As the NIH struggles to sustain funding and funding extensions for its scientists while prioritizing COVID-19 research, other fields of research are suffering.
Magrino said he is concerned about the future of funding for junior scientists who do fundamental research: “I worry that we’re going to lose funding or opportunities for funding for things ... that don’t have an immediate translational attribute. The basic sciences are not well-funded anymore, from a graduate school perspective.”
Terri Goss Kinzy, vice president for research and innovation at Western Michigan University and chair of ASBMB’s Public Affairs Advisory Committee, said that continuing to support basic research and the STEM workforce that conducts basic research is more important than ever.
“The COVID-19 pandemic has demonstrated the power of basic research on mRNA to drive the development of a new approach to vaccines,” she said. “While we all worry about deficits and possible future spending cuts, we can all do our part to remind Congress of the importance of basic research in solving the nation’s problems.”
Congress should act
Federal lawmakers recognize that the scientific community needs support.
Two bills introduced in Congress would help mitigate the impact of COVID-19 on the research community: the Research Investment to Spark the Economy Act, or the RISE Act, and the Supporting Early-Career Researchers Act.

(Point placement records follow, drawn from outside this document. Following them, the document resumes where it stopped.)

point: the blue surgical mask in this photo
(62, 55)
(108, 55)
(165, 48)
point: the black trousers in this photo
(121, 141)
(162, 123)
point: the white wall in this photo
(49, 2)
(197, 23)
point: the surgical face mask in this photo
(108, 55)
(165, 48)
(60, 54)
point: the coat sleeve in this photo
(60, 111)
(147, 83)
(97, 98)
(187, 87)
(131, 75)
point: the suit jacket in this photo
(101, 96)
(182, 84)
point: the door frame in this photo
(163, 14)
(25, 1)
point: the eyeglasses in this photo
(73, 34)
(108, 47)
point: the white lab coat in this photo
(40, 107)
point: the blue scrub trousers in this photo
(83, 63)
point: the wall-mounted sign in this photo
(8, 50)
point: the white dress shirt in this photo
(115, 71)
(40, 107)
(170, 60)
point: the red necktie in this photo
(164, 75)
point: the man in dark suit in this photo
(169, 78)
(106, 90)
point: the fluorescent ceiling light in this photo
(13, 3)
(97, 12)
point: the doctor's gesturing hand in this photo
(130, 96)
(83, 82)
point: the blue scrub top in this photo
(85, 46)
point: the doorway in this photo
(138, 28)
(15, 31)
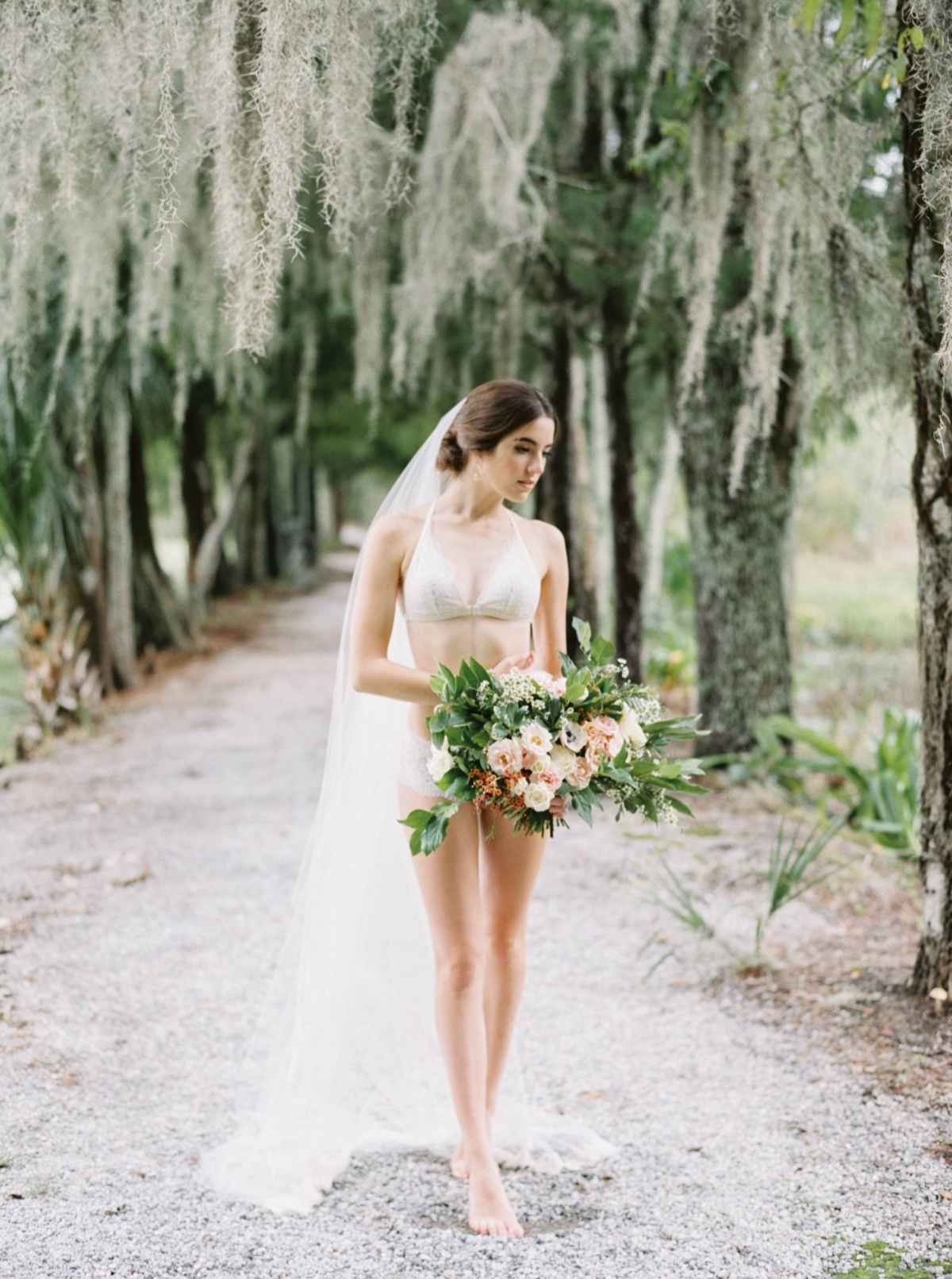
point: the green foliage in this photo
(676, 898)
(879, 1260)
(786, 881)
(882, 798)
(787, 870)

But neither of these bills focuses on supporting the most vulnerable groups within the scientific community.
Re-introduced in the 117th Congress, the RISE Act, if passed, would authorize nearly $25 billion to support U.S. researchers whose non–coronavirus-related research has been affected by the pandemic. More than 300 organizations have endorsed the RISE Act, but it continues to stall in Congress as lawmakers grapple with the next COVID-19 relief package.
The Supporting Early-Career Researchers Act would authorize the NSF to establish a two-year pilot program to award grants to early-career investigators to carry out independent research programs at their institutions. While this would support future junior scientists, it would not address the impacts of the pandemic on current ones.
If junior scientists don’t get the support that they desperately need, the American research enterprise is at risk of losing a vital component of the STEM workforce. This is why the ASBMB is calling for targeted COVID-19 relief for STEM graduate students, postdoctoral fellows and others in similar positions.
“Taxpayers invested in the training of the next generation of American scientists,” said Benjamin Corb, ASBMB’s public affairs director. “For those junior scientists who were close to completion and were hurt by the pandemic — we owe it to them and to the enterprise to help see them through these hard times.”
While supplemental funding will not solve all the challenges junior scientists are facing as a result of the pandemic, an additional year of funding would help retain talent when the American research enterprise badly needs it.